Roma, 15 dic.(AdnKronos) – Sembra inarrestabile la caduta della spesa per i regali di Natale degli italiani. Stando ai dati dell’osservatorio nazionale Federconsumatori, infatti, negli ultimi anni 4 anni il taglio effettuato dalle famiglie ha sfiorato il 40% con un ‘saldo’ negativo di 82 euro a nucleo. Un andamento recessivo che si conferma anche per il 2014 che già registra una contrazione del -6,2% rispetto all’anno scorso.
Nel dettaglio, spiega la Federconsumatori, la spesa di ogni famiglia è passata da 208,33 Euro del 2010 (pari ad un giro d’affari complessivo di 5,2 mld di Euro) a 125,70 Euro previsti quest’anno (pari a 3,14 mld di Euro).

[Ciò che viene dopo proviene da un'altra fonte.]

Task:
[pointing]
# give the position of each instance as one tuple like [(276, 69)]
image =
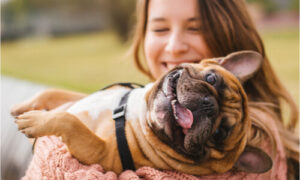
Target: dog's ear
[(243, 64), (253, 160)]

I settori che hanno risentito maggiormente della sforbiciata imposta dalla crisi sono sicuramente quello dei mobili, dell’arredamento e degli elettrodomestici, seguito da abbigliamento e calzature e dal turismo.
“E’ evidente che, di fronte a dati simili, l’unica strategia utile a rilanciare almeno in parte i consumi e risollevare le sorti di un Natale che si preannuncia come il più ‘freddo’ mai visto, è quella di avviare, con effetto immediato, l’anticipazione dei saldi che, anzi, come richiediamo da tempo, andrebbero completamente liberalizzati”, chiede Federconsumatori.